Some things to investigate:
- Event order
- Layout and rendering
- Performance
Compromising
I think that reactive UI is quite elegant. It welcomes curious-minded exploration, functional purity, and theoretical analysis. However, I think that it appears so elegant that some are blinded by its applicability. Reactive declarative UI code looks beautiful when writing a counter, but what about a more “ugly” application? Something much more heavy-duty? Say, a video editor, or DAW, or drawing software. How will you map any “pure” data down?
The problem here is that the core of these kinds of applications is actually incredibly unrelated to the UI. A DAW’s core is just a DSP. A video editor’s core is mostly just a compositor. Blender’s mesh editor core comes down to a 3D scene stored in a few vertex buffers. Obviously a DAW isn’t just an interface to a DSP, it’s a big shell to add VSTs, MIDI, drums, etc. A video editor isn’t just an interface to a compositor, it’s a way to blend VFX, 3D scenes, and A/V. Then most obviously, Blender mesh editor isn’t just an interface to upload bytes to a vertex/index buffer.
All the value of these kinds of applications comes down to the UI and as such there’s practically no way to bridge the gap between the core and the UI without introducing a thick intermediate layer that has state only for the sake of the UI. That is something that reactive UI does not appreciate.

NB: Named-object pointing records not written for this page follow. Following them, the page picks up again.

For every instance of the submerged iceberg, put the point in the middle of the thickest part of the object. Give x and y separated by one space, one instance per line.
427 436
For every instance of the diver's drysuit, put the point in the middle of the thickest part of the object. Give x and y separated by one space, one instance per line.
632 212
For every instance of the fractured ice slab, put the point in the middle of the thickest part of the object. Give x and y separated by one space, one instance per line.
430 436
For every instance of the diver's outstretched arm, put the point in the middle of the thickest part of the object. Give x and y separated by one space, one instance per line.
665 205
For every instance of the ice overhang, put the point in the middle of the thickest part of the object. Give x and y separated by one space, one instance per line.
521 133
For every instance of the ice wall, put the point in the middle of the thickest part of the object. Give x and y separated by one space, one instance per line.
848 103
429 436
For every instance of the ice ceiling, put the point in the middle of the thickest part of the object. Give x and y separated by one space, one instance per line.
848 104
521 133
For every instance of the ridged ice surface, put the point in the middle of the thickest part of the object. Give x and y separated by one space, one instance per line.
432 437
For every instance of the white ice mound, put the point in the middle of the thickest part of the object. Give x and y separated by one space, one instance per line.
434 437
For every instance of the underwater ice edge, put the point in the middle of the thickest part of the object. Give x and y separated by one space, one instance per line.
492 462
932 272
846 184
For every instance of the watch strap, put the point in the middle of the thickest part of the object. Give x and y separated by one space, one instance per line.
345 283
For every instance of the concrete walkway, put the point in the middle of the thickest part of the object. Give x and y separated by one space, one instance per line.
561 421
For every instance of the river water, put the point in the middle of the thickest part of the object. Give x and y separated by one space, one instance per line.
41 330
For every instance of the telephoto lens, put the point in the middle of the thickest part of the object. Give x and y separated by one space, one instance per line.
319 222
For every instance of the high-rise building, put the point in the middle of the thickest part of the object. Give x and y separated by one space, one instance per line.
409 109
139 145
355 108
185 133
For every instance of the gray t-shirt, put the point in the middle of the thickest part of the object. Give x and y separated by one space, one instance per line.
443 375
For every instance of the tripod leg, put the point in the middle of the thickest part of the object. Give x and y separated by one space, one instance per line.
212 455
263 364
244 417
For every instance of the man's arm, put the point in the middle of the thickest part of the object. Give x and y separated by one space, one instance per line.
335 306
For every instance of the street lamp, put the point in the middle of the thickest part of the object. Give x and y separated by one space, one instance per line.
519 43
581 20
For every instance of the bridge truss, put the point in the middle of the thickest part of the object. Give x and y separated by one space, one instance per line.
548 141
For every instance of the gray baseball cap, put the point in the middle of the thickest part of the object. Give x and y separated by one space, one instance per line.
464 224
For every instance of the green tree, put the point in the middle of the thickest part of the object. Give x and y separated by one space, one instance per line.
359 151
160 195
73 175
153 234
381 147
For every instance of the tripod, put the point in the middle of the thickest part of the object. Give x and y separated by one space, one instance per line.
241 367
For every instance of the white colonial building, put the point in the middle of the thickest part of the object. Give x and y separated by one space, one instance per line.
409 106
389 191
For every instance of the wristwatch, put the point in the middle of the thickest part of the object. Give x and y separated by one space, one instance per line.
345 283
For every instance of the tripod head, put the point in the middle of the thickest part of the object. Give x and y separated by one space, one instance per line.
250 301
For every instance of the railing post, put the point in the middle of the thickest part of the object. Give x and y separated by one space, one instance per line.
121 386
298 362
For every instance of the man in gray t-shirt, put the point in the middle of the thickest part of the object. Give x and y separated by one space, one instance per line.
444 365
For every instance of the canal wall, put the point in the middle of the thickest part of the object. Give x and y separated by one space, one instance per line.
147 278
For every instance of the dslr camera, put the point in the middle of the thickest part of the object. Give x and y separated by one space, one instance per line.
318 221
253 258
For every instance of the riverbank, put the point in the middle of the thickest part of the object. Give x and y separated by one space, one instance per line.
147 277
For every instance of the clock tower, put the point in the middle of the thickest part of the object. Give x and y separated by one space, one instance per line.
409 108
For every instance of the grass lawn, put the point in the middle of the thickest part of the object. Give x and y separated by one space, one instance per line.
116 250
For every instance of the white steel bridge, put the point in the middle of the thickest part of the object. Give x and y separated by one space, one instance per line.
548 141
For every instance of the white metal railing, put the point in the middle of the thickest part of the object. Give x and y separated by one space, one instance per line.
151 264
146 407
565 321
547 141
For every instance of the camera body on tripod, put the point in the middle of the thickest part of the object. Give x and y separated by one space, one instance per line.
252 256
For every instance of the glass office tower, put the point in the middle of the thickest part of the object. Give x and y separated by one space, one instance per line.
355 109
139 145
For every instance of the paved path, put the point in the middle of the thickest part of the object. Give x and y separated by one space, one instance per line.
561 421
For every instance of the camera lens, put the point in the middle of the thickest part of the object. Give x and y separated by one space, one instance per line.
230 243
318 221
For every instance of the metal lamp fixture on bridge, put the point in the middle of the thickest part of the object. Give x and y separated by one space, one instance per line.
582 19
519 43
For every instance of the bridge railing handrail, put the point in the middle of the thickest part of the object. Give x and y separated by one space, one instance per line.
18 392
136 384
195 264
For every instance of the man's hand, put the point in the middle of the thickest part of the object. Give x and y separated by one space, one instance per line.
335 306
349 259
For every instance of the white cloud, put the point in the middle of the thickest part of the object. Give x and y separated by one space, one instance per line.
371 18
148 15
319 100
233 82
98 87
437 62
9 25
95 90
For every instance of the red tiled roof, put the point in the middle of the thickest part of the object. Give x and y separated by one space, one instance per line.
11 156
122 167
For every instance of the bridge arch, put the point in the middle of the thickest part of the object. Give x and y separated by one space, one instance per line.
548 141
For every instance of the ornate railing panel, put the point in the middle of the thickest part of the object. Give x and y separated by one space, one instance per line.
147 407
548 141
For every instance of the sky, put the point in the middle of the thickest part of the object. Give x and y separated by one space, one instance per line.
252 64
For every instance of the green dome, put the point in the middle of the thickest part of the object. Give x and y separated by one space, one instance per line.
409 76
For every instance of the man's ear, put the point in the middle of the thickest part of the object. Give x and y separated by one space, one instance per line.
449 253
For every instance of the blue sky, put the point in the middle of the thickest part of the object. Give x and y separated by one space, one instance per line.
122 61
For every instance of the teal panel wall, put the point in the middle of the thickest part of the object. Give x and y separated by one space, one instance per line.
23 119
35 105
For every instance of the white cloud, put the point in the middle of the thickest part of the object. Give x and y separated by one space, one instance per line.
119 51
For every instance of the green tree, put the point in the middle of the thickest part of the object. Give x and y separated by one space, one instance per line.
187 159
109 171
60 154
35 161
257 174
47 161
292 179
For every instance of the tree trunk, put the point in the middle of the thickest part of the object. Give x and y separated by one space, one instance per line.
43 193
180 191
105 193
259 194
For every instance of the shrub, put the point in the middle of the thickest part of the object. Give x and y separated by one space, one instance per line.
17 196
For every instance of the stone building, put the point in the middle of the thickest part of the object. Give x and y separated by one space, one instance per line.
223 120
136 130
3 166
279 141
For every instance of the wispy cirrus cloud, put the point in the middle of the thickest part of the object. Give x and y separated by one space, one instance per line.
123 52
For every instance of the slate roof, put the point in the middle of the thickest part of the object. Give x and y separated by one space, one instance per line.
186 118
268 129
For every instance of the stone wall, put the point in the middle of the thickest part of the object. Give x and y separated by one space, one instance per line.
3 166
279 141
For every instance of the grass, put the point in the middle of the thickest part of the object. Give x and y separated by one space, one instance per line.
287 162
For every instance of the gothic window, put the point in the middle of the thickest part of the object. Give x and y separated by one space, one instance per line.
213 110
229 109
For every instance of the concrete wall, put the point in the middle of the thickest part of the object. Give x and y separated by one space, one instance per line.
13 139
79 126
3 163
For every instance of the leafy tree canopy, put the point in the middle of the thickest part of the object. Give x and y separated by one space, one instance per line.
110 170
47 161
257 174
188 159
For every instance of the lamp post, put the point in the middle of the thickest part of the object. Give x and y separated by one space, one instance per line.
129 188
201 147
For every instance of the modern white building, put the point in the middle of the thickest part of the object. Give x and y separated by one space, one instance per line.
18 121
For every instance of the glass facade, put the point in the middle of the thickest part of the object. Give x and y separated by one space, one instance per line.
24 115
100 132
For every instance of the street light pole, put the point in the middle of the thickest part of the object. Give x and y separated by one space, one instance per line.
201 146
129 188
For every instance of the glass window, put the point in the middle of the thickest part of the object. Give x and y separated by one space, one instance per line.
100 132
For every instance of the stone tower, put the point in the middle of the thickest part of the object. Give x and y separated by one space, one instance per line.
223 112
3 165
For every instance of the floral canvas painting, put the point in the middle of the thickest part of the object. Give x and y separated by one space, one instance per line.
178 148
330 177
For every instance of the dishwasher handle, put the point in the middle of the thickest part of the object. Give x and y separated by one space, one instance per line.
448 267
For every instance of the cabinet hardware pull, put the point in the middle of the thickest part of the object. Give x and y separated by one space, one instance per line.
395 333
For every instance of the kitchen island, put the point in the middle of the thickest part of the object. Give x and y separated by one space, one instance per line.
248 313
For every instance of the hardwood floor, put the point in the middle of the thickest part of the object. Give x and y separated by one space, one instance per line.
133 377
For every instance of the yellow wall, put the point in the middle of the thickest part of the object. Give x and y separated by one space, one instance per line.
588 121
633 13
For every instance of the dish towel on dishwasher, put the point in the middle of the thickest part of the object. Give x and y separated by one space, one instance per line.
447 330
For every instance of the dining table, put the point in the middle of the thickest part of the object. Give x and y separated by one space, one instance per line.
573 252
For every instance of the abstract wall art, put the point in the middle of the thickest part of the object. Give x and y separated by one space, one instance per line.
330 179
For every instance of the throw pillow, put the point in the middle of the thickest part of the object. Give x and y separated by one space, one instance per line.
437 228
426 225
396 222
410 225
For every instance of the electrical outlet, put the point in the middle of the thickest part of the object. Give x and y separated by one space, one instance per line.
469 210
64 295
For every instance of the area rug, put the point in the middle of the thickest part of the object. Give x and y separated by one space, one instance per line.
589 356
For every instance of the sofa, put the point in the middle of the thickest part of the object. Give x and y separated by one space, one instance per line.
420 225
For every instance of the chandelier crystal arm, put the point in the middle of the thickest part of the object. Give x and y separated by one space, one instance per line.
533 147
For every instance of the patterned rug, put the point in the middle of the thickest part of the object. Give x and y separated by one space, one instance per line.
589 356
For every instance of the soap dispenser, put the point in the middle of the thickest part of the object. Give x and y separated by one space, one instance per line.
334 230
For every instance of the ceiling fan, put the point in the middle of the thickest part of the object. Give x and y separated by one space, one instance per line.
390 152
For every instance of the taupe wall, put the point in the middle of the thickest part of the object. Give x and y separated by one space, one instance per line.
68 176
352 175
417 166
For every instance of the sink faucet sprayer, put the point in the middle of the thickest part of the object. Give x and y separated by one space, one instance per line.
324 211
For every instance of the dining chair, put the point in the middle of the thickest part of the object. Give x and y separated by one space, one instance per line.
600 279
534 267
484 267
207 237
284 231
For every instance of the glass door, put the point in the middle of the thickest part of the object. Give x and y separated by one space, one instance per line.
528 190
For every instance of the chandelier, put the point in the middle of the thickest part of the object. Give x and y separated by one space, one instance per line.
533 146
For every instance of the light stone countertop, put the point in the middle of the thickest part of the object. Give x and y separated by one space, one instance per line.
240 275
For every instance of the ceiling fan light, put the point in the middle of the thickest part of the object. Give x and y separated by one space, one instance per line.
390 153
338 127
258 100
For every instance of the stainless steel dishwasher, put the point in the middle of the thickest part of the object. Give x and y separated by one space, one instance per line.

Reactive UI works extremely well where there’s a clear and direct connection between the UI and state. For example, a counter state maps directly to an incrementing button and a formatted label. However, a list of audio tracks does not quite map to a DAW.
There’s a time and place for reactive and declarative UI, and there’s a time and place for procedural and imperative UI. I advocate for a UI platform that allows you to mix the two seamlessly such that one can use imperative UI for the nitty-gritty widgets and declarative UI for the composition of widgets inside forms/panels. In fact, this idea is not so alien. Iced, for example, does exactly this, wherein the elementary building blocks of the declarative UI are irreducible widgets.
Closing thoughts
There is lots of room for playing around when it comes to reactive UI. In particular, I’m a fan of Raph Linus’s blog where he has made several posts exploring this very topic. I hope to see more work and movement occur in this space as it may very well shape the future of GUI libraries.